L’Eurasie reste une imprécision géographique malgré les travaux de l’un des précurseurs de la géopolitique, le Britannique Halford Mackinder dont les idées ont été approfondies par l’Américain Nicholas Spykman. De leur réflexion est née la théorie stratégique qui, aujourd’hui encore, articule la politique extérieure des États Unis d’Amérique et repose sur une formule, simple mais aux prolongements complexes : “Qui tient l’Europe de l’Est, tient la Russie et qui tient la Russie domine le monde”. Sous ce regard, une quête de rationalité de la guerre russo-ukrainienne ne saurait se détacher de l’environnement créé par deux situations consécutives à la fin de la guerre froide : la dislocation du bloc soviétique et les conditions générales du repli de la diplomatie préventive. Ces deux facteurs expliquent en partie la recrudescence des guerres préventives génératrices de la profonde conflictualité géopolitique en Ukraine.
La grande reconfiguration
Déroulée en accéléré, l’histoire récente des relations internationales témoigne de la persistance des antagonismes dans cette région couvrant approximativement la Russie, l’Asie centrale, la Chine, le Moyen orient et l’Europe de l’Est, théâtre du déclenchement des deux Guerres mondiales mais aussi condensé de conflits latents. Après la chute du Mur de Berlin, le démantèlement de l’Union des Républiques socialistes soviétiques (URSS) et l’anéantissement de l’idéal fédérateur du Maréchal Tito ont conduit à la redéfinition de nouvelles frontières. Sur le flanc sud de ses limites européennes, l’émergence d’une quinzaine d’Etats indépendants a amputé la superficie de l’ancien bloc soviétique d’environ 5 300 000 km2.

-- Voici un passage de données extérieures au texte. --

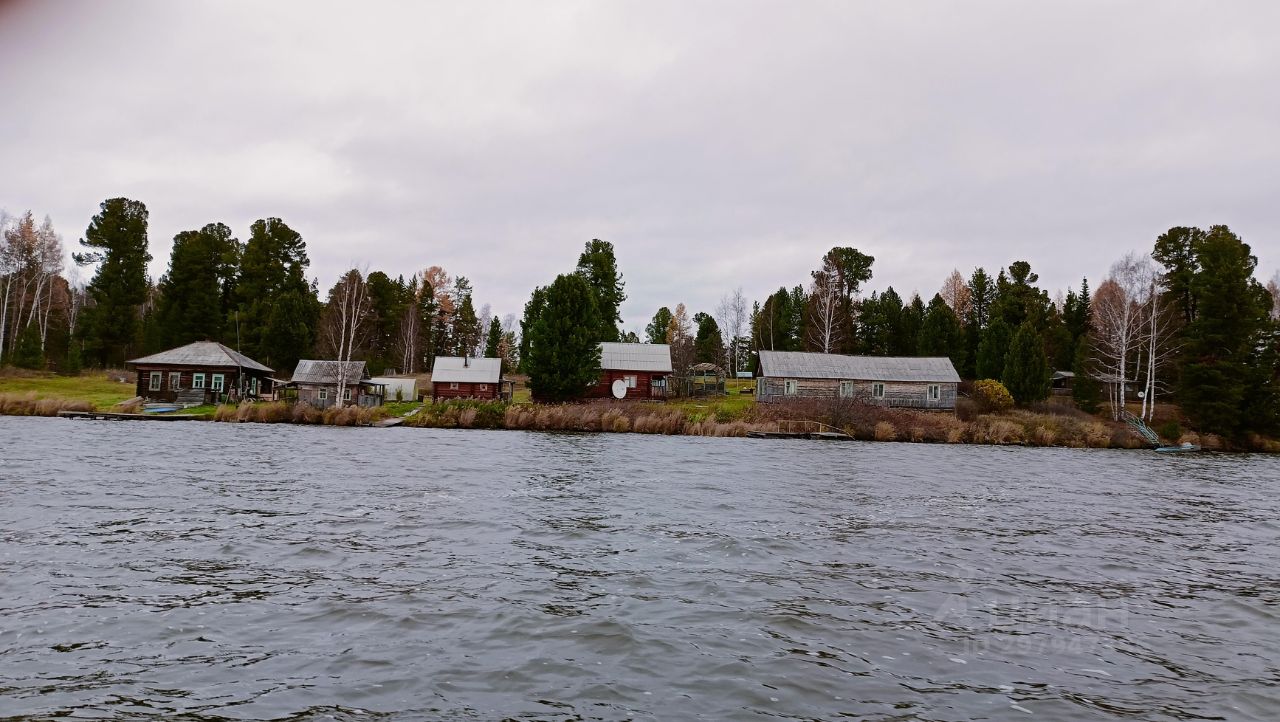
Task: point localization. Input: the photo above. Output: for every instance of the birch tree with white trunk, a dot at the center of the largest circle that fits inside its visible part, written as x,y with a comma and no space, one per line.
731,314
344,324
1118,323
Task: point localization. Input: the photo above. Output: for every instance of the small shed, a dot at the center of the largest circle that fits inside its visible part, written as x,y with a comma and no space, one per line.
643,369
464,377
887,380
315,382
398,388
204,371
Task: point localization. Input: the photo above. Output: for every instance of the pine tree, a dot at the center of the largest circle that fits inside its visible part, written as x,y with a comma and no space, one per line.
992,351
940,333
1025,368
657,329
493,339
273,270
563,352
1225,368
192,304
600,269
118,237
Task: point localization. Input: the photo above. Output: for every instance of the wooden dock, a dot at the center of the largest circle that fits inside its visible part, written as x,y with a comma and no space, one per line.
110,416
803,430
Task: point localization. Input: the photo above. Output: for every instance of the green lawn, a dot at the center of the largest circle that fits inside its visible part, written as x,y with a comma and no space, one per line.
95,387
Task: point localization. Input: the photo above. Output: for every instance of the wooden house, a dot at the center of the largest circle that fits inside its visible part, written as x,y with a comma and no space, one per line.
464,377
901,382
204,371
315,382
643,369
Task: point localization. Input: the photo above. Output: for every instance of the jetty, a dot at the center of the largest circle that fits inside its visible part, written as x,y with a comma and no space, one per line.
113,416
803,430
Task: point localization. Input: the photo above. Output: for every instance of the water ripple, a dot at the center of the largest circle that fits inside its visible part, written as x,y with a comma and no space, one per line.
216,572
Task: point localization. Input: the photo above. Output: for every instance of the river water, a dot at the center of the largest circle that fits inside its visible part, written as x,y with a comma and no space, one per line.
222,571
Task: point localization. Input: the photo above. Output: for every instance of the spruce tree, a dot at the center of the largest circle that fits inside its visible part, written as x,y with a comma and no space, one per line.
563,352
992,350
118,241
1025,368
192,293
599,268
940,333
1225,370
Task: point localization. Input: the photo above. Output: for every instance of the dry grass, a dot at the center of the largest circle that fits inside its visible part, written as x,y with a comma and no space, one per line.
284,412
31,405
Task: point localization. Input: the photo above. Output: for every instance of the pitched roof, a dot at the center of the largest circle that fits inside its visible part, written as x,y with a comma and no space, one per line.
311,371
472,370
635,357
800,365
202,353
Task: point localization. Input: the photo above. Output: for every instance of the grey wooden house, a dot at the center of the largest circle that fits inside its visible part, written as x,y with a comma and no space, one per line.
204,371
886,380
316,383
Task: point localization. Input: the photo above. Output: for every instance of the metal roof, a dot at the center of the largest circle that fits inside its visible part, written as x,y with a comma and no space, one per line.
635,357
311,371
800,365
472,370
202,353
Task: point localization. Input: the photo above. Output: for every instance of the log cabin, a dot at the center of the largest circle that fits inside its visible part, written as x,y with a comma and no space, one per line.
643,369
899,382
204,371
462,377
315,382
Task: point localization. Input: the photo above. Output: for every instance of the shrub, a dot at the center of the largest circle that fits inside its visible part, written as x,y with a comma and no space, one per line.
992,396
885,432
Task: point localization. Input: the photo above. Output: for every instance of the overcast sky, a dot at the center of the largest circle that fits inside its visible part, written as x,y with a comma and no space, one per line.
713,144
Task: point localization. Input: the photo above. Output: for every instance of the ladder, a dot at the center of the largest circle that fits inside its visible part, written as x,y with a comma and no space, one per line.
1141,428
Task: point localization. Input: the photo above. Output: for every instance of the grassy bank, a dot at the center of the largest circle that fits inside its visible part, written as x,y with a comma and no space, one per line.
1048,425
87,391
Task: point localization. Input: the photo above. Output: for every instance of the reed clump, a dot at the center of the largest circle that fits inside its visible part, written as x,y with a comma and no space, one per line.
286,412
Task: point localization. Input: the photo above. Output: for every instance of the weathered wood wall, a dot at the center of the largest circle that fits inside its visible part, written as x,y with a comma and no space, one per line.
643,389
466,389
906,394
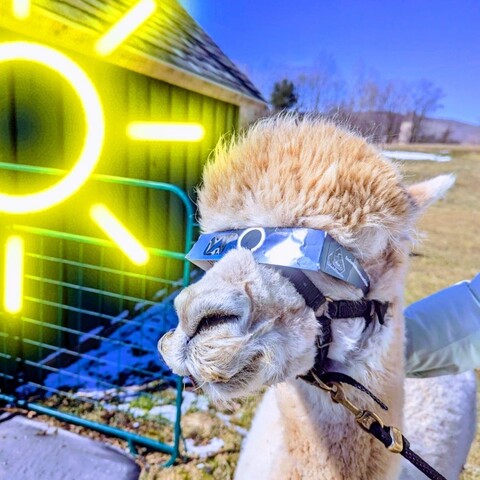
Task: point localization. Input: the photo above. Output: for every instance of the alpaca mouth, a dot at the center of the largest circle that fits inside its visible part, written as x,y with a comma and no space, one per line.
237,380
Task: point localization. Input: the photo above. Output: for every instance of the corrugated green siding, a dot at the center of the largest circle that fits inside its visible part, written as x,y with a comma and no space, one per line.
41,124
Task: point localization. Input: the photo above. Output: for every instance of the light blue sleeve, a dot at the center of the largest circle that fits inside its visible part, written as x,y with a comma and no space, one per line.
443,331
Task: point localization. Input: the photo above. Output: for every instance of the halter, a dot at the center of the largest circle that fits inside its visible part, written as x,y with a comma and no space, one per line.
292,251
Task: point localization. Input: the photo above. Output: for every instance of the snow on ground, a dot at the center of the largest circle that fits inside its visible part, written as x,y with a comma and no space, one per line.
416,156
129,355
204,451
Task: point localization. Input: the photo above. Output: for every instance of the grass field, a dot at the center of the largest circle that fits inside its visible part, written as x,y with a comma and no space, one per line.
448,251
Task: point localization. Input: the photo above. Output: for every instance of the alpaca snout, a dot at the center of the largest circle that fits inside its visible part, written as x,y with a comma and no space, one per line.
171,347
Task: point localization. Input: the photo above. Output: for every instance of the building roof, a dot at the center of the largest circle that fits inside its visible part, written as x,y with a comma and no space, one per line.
170,45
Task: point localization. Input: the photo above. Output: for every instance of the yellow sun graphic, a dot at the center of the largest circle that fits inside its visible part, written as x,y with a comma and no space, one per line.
88,158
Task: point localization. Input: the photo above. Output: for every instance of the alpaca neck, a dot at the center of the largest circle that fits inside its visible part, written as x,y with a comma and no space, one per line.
325,436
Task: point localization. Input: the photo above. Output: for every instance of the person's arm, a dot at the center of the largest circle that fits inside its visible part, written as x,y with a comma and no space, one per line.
443,331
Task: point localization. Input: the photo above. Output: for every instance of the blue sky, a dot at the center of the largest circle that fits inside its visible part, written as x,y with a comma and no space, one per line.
408,40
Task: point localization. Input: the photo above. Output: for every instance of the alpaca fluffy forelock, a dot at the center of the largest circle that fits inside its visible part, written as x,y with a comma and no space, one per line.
287,172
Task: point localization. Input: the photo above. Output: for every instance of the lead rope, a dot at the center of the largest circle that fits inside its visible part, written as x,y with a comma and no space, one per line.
391,437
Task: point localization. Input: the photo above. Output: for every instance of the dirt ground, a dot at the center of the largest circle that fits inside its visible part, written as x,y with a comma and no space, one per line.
448,251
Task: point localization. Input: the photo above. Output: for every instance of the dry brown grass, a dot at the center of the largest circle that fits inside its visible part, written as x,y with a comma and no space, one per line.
450,251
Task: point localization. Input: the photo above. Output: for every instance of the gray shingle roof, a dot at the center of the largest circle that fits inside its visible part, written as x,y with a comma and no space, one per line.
170,35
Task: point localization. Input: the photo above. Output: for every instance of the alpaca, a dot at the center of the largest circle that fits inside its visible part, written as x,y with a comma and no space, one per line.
244,326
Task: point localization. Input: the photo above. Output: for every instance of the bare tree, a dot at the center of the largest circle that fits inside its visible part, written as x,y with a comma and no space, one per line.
283,95
321,87
425,98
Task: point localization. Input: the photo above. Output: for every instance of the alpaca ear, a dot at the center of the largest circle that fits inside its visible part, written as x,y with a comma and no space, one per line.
428,192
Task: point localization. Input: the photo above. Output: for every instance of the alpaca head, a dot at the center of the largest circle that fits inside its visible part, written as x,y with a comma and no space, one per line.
244,325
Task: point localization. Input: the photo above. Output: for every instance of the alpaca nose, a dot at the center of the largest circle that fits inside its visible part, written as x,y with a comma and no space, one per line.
164,337
210,321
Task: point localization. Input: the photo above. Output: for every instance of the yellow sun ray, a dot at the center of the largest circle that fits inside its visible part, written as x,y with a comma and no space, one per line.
119,234
14,264
121,30
165,131
21,9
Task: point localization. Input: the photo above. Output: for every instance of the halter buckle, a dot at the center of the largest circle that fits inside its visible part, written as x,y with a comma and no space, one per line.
366,419
397,440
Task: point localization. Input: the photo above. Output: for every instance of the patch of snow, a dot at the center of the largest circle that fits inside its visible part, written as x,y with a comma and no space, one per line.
204,451
166,411
119,317
90,334
202,403
416,156
135,411
226,420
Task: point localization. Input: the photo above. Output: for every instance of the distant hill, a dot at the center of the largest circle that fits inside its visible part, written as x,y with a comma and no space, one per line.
387,127
451,131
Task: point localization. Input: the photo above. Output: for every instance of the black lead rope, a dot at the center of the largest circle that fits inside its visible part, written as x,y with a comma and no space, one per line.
390,437
387,435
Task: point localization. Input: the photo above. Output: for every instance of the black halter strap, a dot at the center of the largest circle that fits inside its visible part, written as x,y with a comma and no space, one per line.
338,309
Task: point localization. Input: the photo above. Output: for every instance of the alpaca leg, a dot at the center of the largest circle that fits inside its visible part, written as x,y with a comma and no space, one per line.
440,420
261,448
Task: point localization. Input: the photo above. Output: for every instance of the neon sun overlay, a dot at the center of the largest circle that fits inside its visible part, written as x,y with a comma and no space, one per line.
92,145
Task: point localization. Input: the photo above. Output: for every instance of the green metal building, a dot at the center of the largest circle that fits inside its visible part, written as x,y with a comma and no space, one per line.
76,280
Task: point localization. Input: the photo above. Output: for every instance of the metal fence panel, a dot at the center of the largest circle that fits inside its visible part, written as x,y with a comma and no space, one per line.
87,309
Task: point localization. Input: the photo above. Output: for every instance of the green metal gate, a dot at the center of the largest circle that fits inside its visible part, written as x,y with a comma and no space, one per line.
81,295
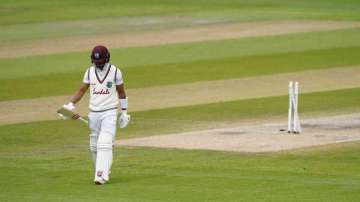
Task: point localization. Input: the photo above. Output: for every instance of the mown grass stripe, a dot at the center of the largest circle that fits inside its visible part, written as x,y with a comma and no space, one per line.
180,53
217,69
179,119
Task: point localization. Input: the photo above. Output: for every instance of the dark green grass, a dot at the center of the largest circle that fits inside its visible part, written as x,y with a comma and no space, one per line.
179,119
22,11
49,161
175,175
181,53
215,69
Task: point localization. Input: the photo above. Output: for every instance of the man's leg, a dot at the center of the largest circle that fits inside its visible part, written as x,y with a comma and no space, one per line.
105,146
94,125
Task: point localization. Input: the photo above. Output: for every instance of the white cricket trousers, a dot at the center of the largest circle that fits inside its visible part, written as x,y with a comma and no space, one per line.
103,129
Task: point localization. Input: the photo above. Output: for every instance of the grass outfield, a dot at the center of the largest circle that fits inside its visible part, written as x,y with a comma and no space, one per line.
44,11
49,161
204,70
175,175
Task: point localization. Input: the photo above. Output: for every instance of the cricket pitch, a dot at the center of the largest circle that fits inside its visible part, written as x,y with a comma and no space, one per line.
259,137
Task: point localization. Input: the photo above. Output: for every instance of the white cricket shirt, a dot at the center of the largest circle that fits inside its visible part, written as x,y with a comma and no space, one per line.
103,94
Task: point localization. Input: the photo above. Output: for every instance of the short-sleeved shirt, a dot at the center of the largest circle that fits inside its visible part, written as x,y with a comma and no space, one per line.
103,93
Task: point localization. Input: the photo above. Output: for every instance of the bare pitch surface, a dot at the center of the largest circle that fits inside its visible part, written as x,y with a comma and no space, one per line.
259,137
183,35
192,94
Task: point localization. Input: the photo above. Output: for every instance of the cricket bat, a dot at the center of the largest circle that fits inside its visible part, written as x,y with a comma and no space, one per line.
71,114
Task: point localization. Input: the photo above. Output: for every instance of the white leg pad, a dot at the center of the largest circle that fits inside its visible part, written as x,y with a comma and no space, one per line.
93,146
104,156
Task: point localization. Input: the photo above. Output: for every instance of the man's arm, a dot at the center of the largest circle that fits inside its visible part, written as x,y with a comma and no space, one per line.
79,93
122,96
124,118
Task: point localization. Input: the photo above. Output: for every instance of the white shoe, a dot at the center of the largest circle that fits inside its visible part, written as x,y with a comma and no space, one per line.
100,181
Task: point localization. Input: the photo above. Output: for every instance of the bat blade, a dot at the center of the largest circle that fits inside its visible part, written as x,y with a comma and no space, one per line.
71,114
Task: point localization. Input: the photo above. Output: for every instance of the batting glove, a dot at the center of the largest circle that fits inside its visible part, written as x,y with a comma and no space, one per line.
124,119
69,106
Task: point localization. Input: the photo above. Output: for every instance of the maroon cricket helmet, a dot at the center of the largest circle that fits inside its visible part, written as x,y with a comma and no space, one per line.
100,55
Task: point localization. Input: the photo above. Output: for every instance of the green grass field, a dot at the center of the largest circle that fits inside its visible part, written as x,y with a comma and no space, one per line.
49,160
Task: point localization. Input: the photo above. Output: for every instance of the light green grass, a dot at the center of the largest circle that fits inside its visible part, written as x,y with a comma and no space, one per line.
49,161
205,70
27,20
181,53
22,11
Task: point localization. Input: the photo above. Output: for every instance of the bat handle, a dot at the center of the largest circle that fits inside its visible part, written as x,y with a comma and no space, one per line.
83,120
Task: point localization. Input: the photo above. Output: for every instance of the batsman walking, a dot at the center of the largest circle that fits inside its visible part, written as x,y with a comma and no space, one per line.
106,94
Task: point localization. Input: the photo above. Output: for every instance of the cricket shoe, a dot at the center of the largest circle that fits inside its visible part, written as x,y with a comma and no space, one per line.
99,179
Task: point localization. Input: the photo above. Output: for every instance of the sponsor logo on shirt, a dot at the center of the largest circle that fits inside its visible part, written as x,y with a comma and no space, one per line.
101,92
109,84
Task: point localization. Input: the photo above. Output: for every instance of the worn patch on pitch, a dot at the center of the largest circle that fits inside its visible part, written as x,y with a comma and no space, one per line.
259,137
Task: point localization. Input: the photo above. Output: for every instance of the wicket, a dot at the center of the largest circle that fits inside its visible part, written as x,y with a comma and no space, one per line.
293,116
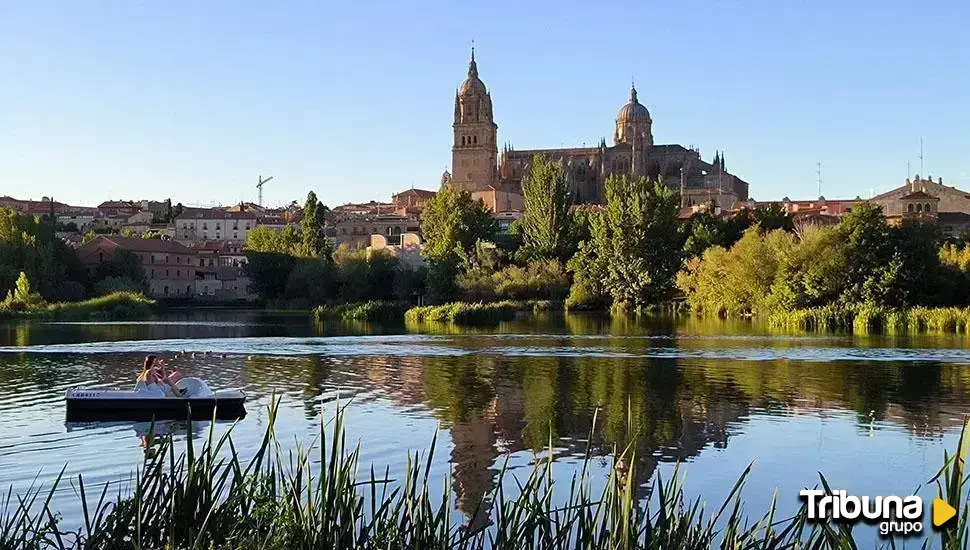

La nouvelle configuration affaiblit également le dispositif de régulation résultant de la volonté des fondateurs de l’Organisation des Nations unies (ONU) de bâtir une structure de sécurité collective compatible avec l’existence de deux organisations régionales de défense : l’Organisation du Traité de l’Atlantique nord (OTAN) et l’alliance militaire issue de l’adoption du Pacte de Varsovie (le Pacte). Malgré la discrète survivance d’une voie de neutralité à côté de celle du non-alignement, la dissolution du Pacte en 1991 produit une asymétrie de la gestion des équilibres de sécurité internationale.
En réalité, ces mutations résultent de l’application méthodique par les États-Unis, entre 1963 et 1980, de la politique de Détente subtilement mise en œuvre par Henry Kissinger, ancien Secrétaire d’Etat sous la présidence Nixon. La démarche visait, d’une part, à négocier avec l’URSS pour contrôler la course aux armements, d’autre part, à ouvrir l’immense espace eurasien à l’économie de marché en vue, à terme, de mettre à nu les faiblesses structurelles du système soviétique et de précipiter son écroulement. D’ailleurs, l’effondrement de l’Union soviétique a été suivi par un triomphalisme américain dont “ La Fin de l’Histoire et le Dernier Homme“ figurent parmi les expressions les plus retentissantes.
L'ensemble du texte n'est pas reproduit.